PROVO — In the twilight of his career, BYU senior Mark Bigelow's found a new role: The man of assists.
Bigelow dished out a career high nine assists, most of them all to center Rafael Araujo, to oil up BYU's offense in a hard-fought battle with Wyoming Monday night. The Cougars defeated the Cowboys 78-64.
The win lifted BYU to 12-4 (2-1) on the season as the Cowboys dropped to 8-8 overall and 1-2 in the MWC.
Bigelow made it look easy. He got on the wing and went against Steve Cleveland's season-long plan to attack the post from the top of the key. He winged in pass after pass to Araujo, especially in the crucial second half when the Cowboys stuck to the Cougars. One of his passes, a rope for a Mike Hall dunk in the first half brought the house down.
Bigelow's three with 11:51 to go in the game, pushed him past legendary and Hall of Famer Kresimir Cosic in BYU's all-time scoring list.
"This is the best overall game Mark Big-
elow has played," said Cleveland. "He played defense and had a great night getting the ball inside. We wanted Araujo to have
more touches and he may have had 35 tonight."
Bigelow's efforts help netted Araujo 24 points - back to his preseason feast. But it wasn't all that easy. The Cowboys, just like in the Huntsman Center, came at the Cougars and gave them all they wanted. Good thing the game was in Provo where BYU has a big comfort zone.
Araujo picked up his second and third personal fouls just two minutes into the second half and sat down five minutes after intermission. Cleveland then made a big gamble. His offense needed help and the big guy forced Wyoming to respect the paint.
Cleveland brought Araujo in for Jake Shoff just seconds after taking him out at the 14:09 mark to play soft, switching Garner Meads on 7-footer Alex Dunn. Araujo's job was to lag around 6-foot-9 Omoniyi Makun who failed to make a bucket in the first half.
The move paid off. Dunn got in trouble and Araujo, except for being generally intimidating and blocking three more shots, kept out of foul trouble, playing the remainder of the game without getting his fourth.
Garner Meads, taking advantage of the attention to Araujo, had 13 points and 9 rebounds - a solid effort for the redshirt freshman.
"He made a couple of baskets which gave him confidence, and he's been getting rebounds," Cleveland said. "He had . . . a great game for a freshman."
Araujo had 10 points at the half and didn't score a basket in the second until 10:30 remained in the game and he converted an old-fashioned three when Dunn hacked him on his spin move.
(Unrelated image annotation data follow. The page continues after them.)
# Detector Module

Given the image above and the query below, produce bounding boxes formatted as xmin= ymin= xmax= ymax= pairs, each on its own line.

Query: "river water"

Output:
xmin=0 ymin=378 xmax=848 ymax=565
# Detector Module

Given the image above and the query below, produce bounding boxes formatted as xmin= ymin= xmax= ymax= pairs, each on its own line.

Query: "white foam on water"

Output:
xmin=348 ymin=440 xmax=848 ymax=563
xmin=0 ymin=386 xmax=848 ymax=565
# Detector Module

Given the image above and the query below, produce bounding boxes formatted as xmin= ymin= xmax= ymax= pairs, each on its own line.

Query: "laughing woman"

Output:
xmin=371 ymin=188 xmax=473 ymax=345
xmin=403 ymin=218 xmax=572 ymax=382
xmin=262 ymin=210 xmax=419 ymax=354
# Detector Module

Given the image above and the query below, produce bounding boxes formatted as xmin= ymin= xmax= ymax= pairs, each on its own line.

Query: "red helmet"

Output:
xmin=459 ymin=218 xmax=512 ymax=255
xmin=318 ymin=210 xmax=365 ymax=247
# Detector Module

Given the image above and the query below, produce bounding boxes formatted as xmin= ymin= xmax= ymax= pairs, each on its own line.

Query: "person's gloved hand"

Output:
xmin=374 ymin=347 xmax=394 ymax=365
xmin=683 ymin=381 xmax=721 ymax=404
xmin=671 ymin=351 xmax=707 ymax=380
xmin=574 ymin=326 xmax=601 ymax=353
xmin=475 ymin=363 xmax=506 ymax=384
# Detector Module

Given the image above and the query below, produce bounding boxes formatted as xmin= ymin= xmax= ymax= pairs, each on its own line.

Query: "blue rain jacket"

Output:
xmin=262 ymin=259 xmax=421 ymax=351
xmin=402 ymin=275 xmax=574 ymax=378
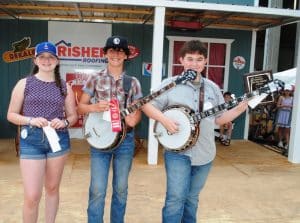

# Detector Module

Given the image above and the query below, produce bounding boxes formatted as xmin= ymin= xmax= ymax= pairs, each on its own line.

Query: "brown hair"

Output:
xmin=31 ymin=64 xmax=67 ymax=96
xmin=179 ymin=40 xmax=207 ymax=58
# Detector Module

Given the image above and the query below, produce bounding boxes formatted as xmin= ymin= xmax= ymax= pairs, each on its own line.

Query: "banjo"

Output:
xmin=153 ymin=80 xmax=284 ymax=152
xmin=83 ymin=70 xmax=197 ymax=150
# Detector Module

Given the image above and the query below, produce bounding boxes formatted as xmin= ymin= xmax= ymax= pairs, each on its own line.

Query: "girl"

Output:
xmin=7 ymin=42 xmax=77 ymax=223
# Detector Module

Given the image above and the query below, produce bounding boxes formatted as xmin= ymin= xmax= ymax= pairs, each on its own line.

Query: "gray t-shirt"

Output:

Araujo blocked a drive by Jay Straight a few seconds later and drew Dunn's fourth foul on the next Cougar possession. But he missed two shots at the line that could have fattened a 53-45 lead with nine minutes to play.
The game opened up looking like Saturday's Cougar blowout of Colorado State when BYU raced to a 20-7 lead in the first ten minutes on Luiz Lemes two of three first-half 3-balls. But the Cowboys had other ideas.
Wyoming scored 20 points in eight minutes, ripped off runs of 12-4 and 10-2 and when Jay Straight and David Adams hit back-to-back threes, the Pokes tied the game at 29.
"Not many teams come in here and shoot 46 percent on our floor," Cleveland said. "That shows you how tough they are. This was a very physical game. I saw them play Wyoming and I could tell they were big and long. I think Dave Adams (19 points) had a breakout game against us. He's been struggling."
During that time, Cleveland tried to insert specialist Michael Rose into the game, but Wyoming immediately put starter David Adams into the game to close daylight on Rose and the freshman never got off a shot but comitted two quick fouls in his 60 seconds of exposure.
Araujo, went a rare 3 for 9 in the first half, playing 17 minutes. But he had three blocks and a pair of steals. When Araujo blocked a drive at the rim by Tim Henry, Mark Bigelow found the handle and launched a half court rocket pass at the Cougar rim to Mike Hall who scored a slammer. The highlight film move put the Cougars ahead at the half 37-31, ending the first 20 minutes on an 8-2 Cougar spurt.
Those final three minutes proved costly for the Cougars, however. Jared Jensen, who had four points in nine minutes, fell to the floor in a scrum for the ball under BYU's basket and wrenched his back when Araujo fell and placed his 280 pounds on his rib cage.
In the early going, the Cougars outscored Wyoming 22-4 in the paint and had a 11-6 advantage in points off turnovers.
BYU travels to Air Force on Friday for a 4 p.m. showdown with the league leading Falcons in Clune Arena.